Hacking on Chrome Extensions

I found myself waiting yesterday. Nothing seemed to be working out. I have a code review that isn’t really moving. And the lab resources weren’t in a usable state so I was rebuilding them.

And so it happened that I spent much of yesterday hacking on Chrome extensions. It's published to the Chrome web store and the source is on github.

The Assignment

I gave myself a short assignment to add button that gives me the html text of the work ID and description of a work item wrapped in an a-href, automatically copied to the clipboard.

This is a repeat-pattern that shows up in my work because I track my active tasks in Evernote so that I can get one-click access to the items on our internal Salesforce instance, which we use to track just about everything.

Usually this involves 6 steps:

  • copy the work ID text
  • paste into Evernote using plain text paste (CMD-SHIFT-v)
  • copy the description text
  • paste into Evernote
  • copy URL
  • select the text in Evernote, and apply URL to the text (CMD-k, CMD-v)

It doesn't take that much time to do this process manually but it's not a good use of time either and requires that you setup a couple of windows side by side.

A “Short” Assignment?

So I did what I usually do which is to spend a chunk of time trying to figure out if I can make this easier, and there was the potential that my effort could fail yielding nothing.

Onward! It was an hours-long exercise in google-fu and debugging.

I had to learn about how chrome sandboxes different parts of the extension to keep the browsing secure.
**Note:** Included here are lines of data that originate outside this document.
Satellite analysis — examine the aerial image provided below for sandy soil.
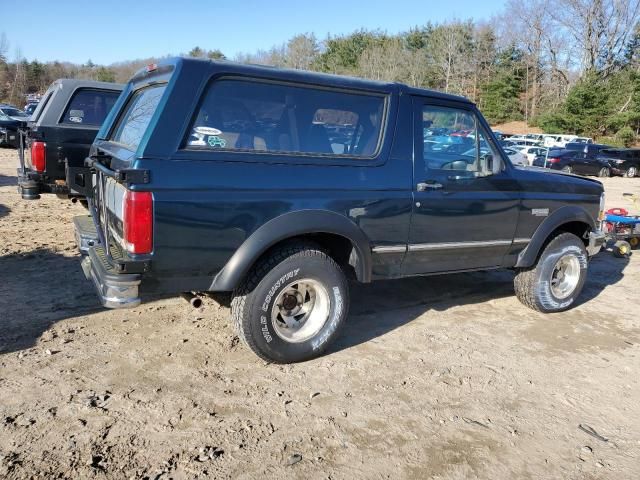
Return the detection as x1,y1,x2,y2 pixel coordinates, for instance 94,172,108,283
491,121,544,135
0,150,640,479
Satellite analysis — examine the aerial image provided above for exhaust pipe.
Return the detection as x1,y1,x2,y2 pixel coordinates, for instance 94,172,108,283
180,292,202,308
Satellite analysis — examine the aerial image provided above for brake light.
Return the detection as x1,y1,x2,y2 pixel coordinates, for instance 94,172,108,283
123,190,153,253
31,142,47,173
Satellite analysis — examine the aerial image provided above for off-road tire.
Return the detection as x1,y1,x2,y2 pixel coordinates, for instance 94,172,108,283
513,233,589,313
231,242,349,363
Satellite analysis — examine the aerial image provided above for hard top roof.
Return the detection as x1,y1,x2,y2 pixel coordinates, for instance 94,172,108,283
145,57,472,104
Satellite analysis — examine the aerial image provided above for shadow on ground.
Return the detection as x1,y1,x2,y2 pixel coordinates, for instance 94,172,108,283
0,203,11,218
328,251,640,353
0,249,102,355
0,246,637,355
0,174,18,187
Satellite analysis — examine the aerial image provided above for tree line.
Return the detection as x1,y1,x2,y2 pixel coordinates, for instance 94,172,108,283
0,0,640,145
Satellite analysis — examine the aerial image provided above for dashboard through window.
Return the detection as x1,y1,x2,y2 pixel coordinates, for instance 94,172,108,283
184,79,385,157
421,105,500,177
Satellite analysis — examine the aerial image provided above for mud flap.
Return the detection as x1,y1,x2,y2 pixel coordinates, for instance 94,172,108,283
67,165,93,198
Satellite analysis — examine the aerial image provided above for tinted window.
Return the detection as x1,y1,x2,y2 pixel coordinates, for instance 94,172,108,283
422,105,502,177
111,85,165,150
62,88,120,126
185,80,384,157
0,107,27,117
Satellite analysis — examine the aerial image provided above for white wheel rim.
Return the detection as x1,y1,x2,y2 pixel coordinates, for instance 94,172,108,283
550,254,580,300
271,278,331,343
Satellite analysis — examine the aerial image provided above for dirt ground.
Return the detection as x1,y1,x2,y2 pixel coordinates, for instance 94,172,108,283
0,149,640,479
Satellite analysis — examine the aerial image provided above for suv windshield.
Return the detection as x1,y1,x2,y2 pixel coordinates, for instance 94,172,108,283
110,85,166,150
1,107,28,117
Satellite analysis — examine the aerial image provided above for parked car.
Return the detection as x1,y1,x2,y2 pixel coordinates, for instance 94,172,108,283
24,103,38,116
564,142,612,157
504,147,529,167
599,148,640,178
502,140,540,149
74,58,604,363
533,149,611,177
0,104,27,148
519,147,547,165
18,79,123,200
543,134,593,148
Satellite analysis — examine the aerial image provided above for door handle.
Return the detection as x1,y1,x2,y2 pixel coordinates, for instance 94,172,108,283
416,182,442,192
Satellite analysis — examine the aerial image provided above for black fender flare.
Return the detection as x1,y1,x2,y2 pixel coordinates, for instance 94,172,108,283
209,210,372,291
515,205,596,268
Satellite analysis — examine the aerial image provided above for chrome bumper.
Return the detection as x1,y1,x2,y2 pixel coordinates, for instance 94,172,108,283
587,230,607,257
73,216,141,308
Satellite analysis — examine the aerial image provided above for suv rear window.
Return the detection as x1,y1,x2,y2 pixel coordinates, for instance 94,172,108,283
110,85,166,150
185,79,385,157
62,88,120,126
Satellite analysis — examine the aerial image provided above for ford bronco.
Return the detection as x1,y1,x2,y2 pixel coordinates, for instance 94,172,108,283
74,59,604,362
18,78,123,200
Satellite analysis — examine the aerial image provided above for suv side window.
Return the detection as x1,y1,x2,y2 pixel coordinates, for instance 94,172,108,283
61,88,120,126
422,105,501,177
184,79,385,157
110,84,166,150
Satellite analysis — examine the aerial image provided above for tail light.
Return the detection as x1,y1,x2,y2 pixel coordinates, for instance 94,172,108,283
123,190,153,253
31,142,47,173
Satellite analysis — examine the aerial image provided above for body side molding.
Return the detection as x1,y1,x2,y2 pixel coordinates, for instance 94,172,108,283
515,205,595,268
Chrome has this tendency toward asynchronous calls with callbacks and I’m not quite getting how to return values out to my main logic area. So I’m not proud of the code because I just got around it by nesting a lot of closures. But it works for now and I’ll pretty it up later.

Wasting Time?

You might consider this to be wasting time. It is certainly not productive in any way that I am measured in my job.

But, this is who I am.

What did I do over the years to acquire the skills that I possess in automation? I took the long and hard way. The way with some pricey-looking up-front costs.

You have to be willing to do things badly.
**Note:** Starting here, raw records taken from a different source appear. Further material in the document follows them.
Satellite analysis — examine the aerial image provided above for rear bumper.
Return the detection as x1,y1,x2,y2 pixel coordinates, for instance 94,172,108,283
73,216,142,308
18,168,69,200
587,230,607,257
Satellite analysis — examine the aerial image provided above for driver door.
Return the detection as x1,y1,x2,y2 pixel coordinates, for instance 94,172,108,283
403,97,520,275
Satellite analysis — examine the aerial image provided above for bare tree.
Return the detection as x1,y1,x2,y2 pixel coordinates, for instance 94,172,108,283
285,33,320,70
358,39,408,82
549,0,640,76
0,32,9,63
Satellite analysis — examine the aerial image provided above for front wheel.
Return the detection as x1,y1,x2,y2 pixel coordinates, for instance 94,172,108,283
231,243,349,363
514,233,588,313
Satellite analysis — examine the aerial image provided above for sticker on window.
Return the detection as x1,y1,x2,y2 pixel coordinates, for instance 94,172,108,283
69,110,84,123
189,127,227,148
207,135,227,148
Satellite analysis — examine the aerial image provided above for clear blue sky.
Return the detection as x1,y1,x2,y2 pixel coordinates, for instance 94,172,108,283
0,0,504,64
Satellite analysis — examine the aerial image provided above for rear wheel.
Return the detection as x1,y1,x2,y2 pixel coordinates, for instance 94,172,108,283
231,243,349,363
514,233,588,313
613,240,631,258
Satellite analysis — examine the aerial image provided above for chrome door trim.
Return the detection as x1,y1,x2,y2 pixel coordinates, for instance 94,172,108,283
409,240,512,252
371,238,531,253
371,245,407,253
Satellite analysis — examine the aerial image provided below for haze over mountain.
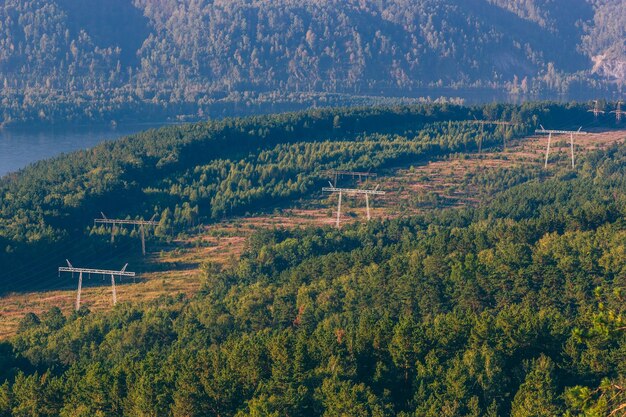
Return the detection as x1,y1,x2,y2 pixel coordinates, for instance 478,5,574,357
0,0,626,120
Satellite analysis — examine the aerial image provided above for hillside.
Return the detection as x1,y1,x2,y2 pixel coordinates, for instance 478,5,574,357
0,0,626,123
0,103,626,417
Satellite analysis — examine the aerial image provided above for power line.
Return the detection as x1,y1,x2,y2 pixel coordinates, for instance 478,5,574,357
59,259,135,311
322,183,386,228
535,125,588,169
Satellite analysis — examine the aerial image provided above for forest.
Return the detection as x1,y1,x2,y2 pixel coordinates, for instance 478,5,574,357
0,103,626,417
0,103,593,291
0,0,626,125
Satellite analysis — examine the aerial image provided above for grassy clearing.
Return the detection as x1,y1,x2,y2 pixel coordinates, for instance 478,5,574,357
0,130,626,339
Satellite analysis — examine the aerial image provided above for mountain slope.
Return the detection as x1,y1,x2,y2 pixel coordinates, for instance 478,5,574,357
0,0,626,94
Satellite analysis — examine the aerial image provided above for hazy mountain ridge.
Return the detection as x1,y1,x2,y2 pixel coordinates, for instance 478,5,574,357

You have to be willing to do things slowly.

Paraphrasing Paul Graham: innovation tends to be heretical.

I was not very productive yesterday. And I didn’t even write elegant code.

And yet, I enjoyed the way I used my time yesterday. I’ve always been willing to do things the slow way up front so that I can do it methodically via code. It’s an investment and generally a more enjoyable experience than brute copy-paste efficiency.